The unfairness of that stung her deeply. "I don't believe this," Marcie yelled from the staircase. "That crook Greenman practically told you that he tricked you, and even you said that you didn't think that you were responsible enough to run the park, anymore, and you're coming down on me? I told you that I was sorry for saying those things. What do you want me to do?"
"I want you to take over when I die, all right?" blurted the words that Winslow had only hinted at, for so long, like some gentleman who didn't want his private desires and fears broadcasted for others, or even family, to know. "That's what I want you to do!"
Marcie hung her head low. She knew that his admission made him feel vulnerable, and perhaps, needy, but she had to remain resolute in her own desires. If a scientific mind was Anne's gift to her, than, surely, stubbornness, was his.
"I told you. I don't think I want to do that, Dad," she said, softly. "I have a life that I want to live, too."
"To be a scientist, like your mother?" her father asked, in a huff.
Marcie hardened. After all that passed between the two of them, Anne deserved a defense from that. "If that's what I want, what's so wrong about that?"
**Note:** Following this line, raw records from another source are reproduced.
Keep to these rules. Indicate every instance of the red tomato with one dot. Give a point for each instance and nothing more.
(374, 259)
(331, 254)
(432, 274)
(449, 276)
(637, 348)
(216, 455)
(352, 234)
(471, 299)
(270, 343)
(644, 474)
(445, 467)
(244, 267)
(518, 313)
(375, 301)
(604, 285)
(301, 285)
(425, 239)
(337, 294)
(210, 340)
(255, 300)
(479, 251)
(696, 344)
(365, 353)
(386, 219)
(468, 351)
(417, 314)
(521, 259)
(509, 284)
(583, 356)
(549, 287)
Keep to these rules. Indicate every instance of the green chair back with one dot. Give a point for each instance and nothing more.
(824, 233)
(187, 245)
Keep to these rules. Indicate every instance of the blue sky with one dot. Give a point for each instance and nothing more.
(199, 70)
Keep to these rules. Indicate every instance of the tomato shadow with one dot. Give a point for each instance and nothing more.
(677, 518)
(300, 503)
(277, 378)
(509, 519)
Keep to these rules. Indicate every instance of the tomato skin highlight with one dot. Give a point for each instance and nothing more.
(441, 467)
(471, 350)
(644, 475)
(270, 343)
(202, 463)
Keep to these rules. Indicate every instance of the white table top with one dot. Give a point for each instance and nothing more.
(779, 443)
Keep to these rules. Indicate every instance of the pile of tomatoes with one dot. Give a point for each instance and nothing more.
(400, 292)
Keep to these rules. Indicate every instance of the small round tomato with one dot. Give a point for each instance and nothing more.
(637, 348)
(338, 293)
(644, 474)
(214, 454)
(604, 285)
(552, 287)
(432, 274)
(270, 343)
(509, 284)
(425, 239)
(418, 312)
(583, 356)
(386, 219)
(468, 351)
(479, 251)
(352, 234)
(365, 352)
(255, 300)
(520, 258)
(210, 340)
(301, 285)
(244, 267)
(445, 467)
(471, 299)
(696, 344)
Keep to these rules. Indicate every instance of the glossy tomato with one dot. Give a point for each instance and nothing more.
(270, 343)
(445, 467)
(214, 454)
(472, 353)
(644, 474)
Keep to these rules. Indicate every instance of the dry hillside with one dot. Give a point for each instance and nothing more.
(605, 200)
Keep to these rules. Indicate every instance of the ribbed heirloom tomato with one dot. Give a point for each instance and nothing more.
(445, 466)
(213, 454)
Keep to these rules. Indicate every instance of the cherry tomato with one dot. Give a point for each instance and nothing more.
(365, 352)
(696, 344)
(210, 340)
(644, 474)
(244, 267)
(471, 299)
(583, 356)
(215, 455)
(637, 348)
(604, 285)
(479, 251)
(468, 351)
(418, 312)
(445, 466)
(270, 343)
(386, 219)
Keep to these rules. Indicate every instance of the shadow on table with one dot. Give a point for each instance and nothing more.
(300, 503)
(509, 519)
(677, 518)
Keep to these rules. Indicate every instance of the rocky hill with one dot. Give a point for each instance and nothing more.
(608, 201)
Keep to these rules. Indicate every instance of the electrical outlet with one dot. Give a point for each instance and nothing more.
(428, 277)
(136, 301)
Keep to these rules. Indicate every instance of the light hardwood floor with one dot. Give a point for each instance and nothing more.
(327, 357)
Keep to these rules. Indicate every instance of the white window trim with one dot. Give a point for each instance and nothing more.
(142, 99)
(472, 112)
"You're not siding with the parent who took care of you the longest, that's what's wrong with that!" Winslow said.
'Was this what my folks went through when they argued?' Marcie thought, trying to reach him, still. "It not about sides, Dad. I love you. Isn't that enough?"
"You just love your mother more, isn't that right? You're so selfish, Marcie," her father said, his tone, stabbing a bitter dagger of ice through her. "A son would understand."
Marcie stood stunned, and her head, out of shock, slightly shook on its own accord. She felt as if she was looking outside of herself, as if reality was a second language to her, replaced by a world of paternal hate. She couldn't try any longer. He had won.
"I'm sorry you...didn't get what you wanted," Marcie said, sadly.
Without another word, Marcie ran upstairs, drained from the events of the day, but vigorous or tired, she didn't want to waste anymore time with a man who knew he was tricked, yet still treated his daughter so cruelly.
In her bedroom, she pulled some clothes from out of her dresser drawers, grabbed her laptop and her picture of Velma, and, angrily, threw it all in a suitcase. One call from her cell phone, she had planned, and she would leave him, alone, with his beloved self-pity.
In the past, she privately prided herself in the thick skin her childhood had granted her, in never being too emotional. But now, she found tears still welling in her eyes, and her heart cracking apart, again. Those weaponized words hurt too much for her to shrug off, this time.
She didn't think about what she would have to do the next day. Tomorrow would take care of itself.
All she knew was that if Winslow Fleach had no place in his heart for her, then she would be damned if she had a place in her heart for him.